Advanced Topics
In a nutshell: Leases require recording both assets and liabilities, giving a clearer picture of a company's commitments.
## Accounting for Leases
Leasing is when one party (the lessee) uses an asset owned by another (the lessor) for a fee. New accounting standards (ASC 842) changed how leases are reported for greater transparency.
### Types of Leases
- **Finance Lease:** Treated like a purchase. The lessee records both an asset and a liability.
- **Operating Lease:** The asset is used temporarily; both right-of-use asset and lease liability are recorded, but expenses are recognized differently.
## Key Steps
1. Calculate the present value of future lease payments.
2. Record a right-of-use asset and a lease liability on the balance sheet.
3. Recognize interest and amortization expenses (finance) or straight-line lease expense (operating).
## Real-World Impact
Lease accounting affects key financial ratios and borrowing capacity.
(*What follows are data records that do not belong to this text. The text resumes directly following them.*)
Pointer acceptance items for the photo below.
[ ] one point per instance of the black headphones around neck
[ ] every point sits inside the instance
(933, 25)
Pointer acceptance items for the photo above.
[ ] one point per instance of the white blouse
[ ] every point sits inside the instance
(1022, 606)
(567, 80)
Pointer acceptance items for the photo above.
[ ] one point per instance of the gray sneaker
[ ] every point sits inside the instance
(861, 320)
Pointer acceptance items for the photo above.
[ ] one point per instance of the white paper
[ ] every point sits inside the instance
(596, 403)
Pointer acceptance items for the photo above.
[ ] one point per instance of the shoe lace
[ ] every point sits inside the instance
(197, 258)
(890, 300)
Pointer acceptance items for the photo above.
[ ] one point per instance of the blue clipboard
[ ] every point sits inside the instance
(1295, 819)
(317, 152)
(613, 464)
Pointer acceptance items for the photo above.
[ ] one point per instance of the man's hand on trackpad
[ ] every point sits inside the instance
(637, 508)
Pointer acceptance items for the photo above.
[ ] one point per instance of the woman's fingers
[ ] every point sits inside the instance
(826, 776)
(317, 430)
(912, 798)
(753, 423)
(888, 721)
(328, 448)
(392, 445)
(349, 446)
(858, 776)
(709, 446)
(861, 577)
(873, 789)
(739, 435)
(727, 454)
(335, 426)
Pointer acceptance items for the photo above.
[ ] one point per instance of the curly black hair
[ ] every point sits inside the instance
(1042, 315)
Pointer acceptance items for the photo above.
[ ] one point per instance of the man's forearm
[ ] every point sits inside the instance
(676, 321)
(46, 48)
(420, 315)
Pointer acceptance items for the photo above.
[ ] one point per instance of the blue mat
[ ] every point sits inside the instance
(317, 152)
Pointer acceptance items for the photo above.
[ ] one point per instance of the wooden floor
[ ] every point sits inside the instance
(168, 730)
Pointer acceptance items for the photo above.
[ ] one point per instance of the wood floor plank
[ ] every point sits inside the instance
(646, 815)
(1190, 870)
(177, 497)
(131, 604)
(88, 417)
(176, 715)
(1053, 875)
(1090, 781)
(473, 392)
Transparent reporting helps investors spot off-balance-sheet financing.
PV = \frac{C}{(1 + r)^n}
Examples
- A company leases office space for 5 years and records both a right-of-use asset and a lease liability.
- A retailer enters a 10-year equipment lease, impacting its balance sheet and expense recognition.
Key terms
- Right-of-Use Asset
- An asset that represents a lessee's right to use a leased asset over the lease term.
- Lease Liability
- A liability reflecting the present value of future lease payments.